Por: Ramón Torres
Al menos hasta ahora, el planeta Tierra es el único habitable que conocemos. Por eso hemos de acostumbrarnos a compartir con él, cuidar de él, amarlo a él y legarle un espacio saludable a las generaciones venideras.
El Día Mundial del Medio Ambiente, que se celebra cada 5 de junio, debe ser entendido como un estilo de vida para todo el año, que sobrepase el ideal de una mera fecha conmemorativa.

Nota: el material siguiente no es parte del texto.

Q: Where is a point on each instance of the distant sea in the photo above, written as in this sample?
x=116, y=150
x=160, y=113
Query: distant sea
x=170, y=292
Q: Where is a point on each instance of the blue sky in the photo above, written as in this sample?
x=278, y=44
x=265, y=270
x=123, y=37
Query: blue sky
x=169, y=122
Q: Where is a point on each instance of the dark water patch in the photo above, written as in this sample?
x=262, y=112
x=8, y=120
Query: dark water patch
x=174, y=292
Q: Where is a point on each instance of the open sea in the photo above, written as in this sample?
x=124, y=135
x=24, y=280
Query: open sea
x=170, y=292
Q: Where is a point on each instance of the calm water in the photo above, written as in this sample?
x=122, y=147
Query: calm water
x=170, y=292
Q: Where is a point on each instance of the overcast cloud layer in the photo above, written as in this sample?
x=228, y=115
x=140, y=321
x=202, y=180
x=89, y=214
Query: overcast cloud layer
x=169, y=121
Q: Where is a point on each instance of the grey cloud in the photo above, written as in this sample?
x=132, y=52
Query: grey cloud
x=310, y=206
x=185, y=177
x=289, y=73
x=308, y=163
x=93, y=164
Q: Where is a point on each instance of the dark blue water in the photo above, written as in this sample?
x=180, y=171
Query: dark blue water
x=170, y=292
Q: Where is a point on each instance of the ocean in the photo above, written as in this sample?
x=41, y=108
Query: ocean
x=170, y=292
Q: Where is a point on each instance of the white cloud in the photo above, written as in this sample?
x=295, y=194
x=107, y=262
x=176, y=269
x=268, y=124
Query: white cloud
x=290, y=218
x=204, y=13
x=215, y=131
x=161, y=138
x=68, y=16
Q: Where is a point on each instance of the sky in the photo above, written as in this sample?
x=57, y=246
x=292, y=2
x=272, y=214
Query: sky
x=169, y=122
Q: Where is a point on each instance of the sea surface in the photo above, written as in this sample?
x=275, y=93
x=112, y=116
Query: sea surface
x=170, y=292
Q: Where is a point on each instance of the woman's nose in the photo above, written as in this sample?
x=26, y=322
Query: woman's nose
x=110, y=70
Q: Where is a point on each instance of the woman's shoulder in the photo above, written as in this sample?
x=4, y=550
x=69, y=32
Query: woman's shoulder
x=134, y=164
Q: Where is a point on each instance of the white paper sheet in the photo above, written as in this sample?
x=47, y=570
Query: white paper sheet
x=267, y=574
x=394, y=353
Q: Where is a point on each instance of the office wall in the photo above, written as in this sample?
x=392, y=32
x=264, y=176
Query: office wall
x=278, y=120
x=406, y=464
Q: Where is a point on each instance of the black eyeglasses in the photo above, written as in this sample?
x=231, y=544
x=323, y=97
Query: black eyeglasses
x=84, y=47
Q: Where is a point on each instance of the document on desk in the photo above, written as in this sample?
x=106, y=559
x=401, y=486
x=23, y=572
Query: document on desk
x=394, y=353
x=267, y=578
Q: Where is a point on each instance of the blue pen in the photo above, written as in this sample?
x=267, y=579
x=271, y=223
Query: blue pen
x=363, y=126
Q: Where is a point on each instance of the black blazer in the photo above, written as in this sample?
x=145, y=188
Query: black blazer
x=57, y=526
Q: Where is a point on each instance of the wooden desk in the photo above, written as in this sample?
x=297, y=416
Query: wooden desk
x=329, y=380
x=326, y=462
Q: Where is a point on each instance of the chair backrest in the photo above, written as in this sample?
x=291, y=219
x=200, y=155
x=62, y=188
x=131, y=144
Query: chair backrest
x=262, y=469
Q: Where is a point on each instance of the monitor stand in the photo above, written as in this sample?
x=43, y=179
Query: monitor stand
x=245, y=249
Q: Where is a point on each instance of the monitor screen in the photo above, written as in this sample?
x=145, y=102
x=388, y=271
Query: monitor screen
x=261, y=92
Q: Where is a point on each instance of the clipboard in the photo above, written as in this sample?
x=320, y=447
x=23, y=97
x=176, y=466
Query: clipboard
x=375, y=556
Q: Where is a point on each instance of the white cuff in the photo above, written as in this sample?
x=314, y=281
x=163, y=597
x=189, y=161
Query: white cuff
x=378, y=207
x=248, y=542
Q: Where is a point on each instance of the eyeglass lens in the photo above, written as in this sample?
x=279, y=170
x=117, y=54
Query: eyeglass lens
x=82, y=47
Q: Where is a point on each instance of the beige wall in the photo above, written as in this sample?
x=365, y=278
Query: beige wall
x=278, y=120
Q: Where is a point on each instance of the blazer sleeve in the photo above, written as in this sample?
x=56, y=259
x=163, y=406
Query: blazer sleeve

Sin embargo, sabemos que antiguas tradiciones, costumbres enraizadas y hábitos folklóricos conspiran a menudo, no necesariamente por un problema de “atraso”, sino por la ausencia de estrategias precisas que funjan como puentes entre el poder institucional verticalista y las prácticas culturales emergidas desde la comunidad horizontal.
Esa es una de las grandes preocupaciones del Instituto Cubano de Antropología, el Centro Nacional de Superación para la Cultura, el Instituto de Investigación para la Cultura Juan Marinello, el Departamento de Estudios Sociorreligiosos del Centro de Investigaciones Psicológicas y Sociológicas, o la Casa de África de la Oficina del Historiador de la Ciudad de La Habana, entre otras entidades cubanas motivadas en potenciar gestiones comunicativas transversales que involucren a actores sociales diferentes, ya como representantes del sector estatal, portadores culturales o ambos inclusive.
Ello ocurre porque, sobre todo, algunas expresiones religiosas de matriz africana (no siempre sin razón) han sido blanco de crítica por la colocación de ofrendas en los lugares más insospechados: bajo una ceiba o una palma citadinas, la desembocadura de un río en plena urbe, los márgenes la bahía, o los alrededores de un tribual, por citar algunos ejemplos que atentan contra el medio ambiente.
Ha sido una herencia colonial de cuando los cabildos quedaron confinados a pequeños espacios excluidos y periféricos generalmente, donde —bajo ciertas regulaciones— africanos y descendientes podían participar de sus rituales e interactuar con su entorno.
En La Habana existió a finales del siglo XVIII y a lo largo del XIX una zona conocida como La Sabana o Campeche, en el especio comprendido entre las calles Muralla y la Avenida del Puerto, y desde Egido hasta las inmediaciones del Convento de Belén, hacia donde las disposiciones gubernamentales empujaron numerosos cabildos. En esos lugares, como en los barrios de Jesús María, San Lázaro, Los Sitios, Pueblo Nuevo y partes del Cerro prevalecieron las costumbres africanas, con rituales de sacrificios de animales que contribuían al ya existente hacinamiento de la populosa ciudad.
La actual religiosidad de origen esencialmente africano no es expresión de ruptura con ese pasado, sino de continuidad, aunque haya cambiado el contexto. Estas prácticas aún persisten entre los cultores y están estrechamente vinculadas con la naturaleza: el agua, la flora, la fauna…, con liturgias que incluyen, muchas veces, ofrendas de animales y plantas en sitios específicos de la urbe.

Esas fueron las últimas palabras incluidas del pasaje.